Out of pure nosiness, who have you voted for on the other occasions?

 

In the interests of parity, I've mainly voted Labour, but voted Lib Dem a couple of times and Green in a couple of council elections.

Posted

It must be so uncomfortable for you, wearing blinkers all the time. The NHS saga is not just about the the Conservatives....

http://www.newstatesman.com/politics/2015/03/how-labour-broke-nhs-and-why-labour-must-fix-it.

Did I say it was? I find it funny when attacking Corbyn Cameron cites 'The last Labour government' which was a government Corbyn was against. Blair and co. Corbyn did not agree with a few of the things they did which is some cases was a carry on from the Tory govt before Thatcher etc. So in fact Cameron is speaking against the Tories.

Also Corbyn has always said the Iraq war was wrong, something the Tories on here have also said.

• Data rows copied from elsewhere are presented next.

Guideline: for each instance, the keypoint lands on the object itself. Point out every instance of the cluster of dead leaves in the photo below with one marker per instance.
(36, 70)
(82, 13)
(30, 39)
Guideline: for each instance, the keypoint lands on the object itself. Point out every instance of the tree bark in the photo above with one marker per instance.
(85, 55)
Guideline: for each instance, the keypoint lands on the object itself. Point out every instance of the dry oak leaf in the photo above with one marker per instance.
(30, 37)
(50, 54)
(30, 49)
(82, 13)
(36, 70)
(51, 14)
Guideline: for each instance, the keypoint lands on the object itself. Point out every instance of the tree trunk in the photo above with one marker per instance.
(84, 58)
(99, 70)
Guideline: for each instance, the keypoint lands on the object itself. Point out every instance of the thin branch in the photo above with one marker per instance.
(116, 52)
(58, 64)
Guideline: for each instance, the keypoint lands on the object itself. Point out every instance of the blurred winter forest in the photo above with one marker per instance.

The reason for my post was that a previous post said the news about Jeremy Hunt co-authoring a book which had sections backing privatisation of the NHS was made up. In other words. I wanted to check up on this so I did a search and found results that did indicate that parts of the book did favour a private system for all and in the list of contributors.

 Hunt's name was there. I do not know if he has the same views now as I cannot read his mind but I think it is a concern when we are keep being told it will not happen. I am skeptical of all politicians by the way from all parties.

 

Out of pure nosiness, who have you voted for on the other occasions?

 

In the interests of parity, I've mainly voted Labour, but voted Lib Dem a couple of times and Green in a couple of council elections.

Me too. I am more Liberal than Labour. I mean the real Liberals not Lib Dems who sold their souls for a piece of the action. I am a Humanist.before aligning myself to anypolitical party and view each politician on their ability to show caring and empathy towards others. Unfortunately I feel Cameron and IDS seem to have failed on both accounts.Quite a few Labour MP's are just as bad appearing not to live in the real world.

Sorry if my post upset anyone but I am not taken in by false smiles and rehearsed speeches and answers.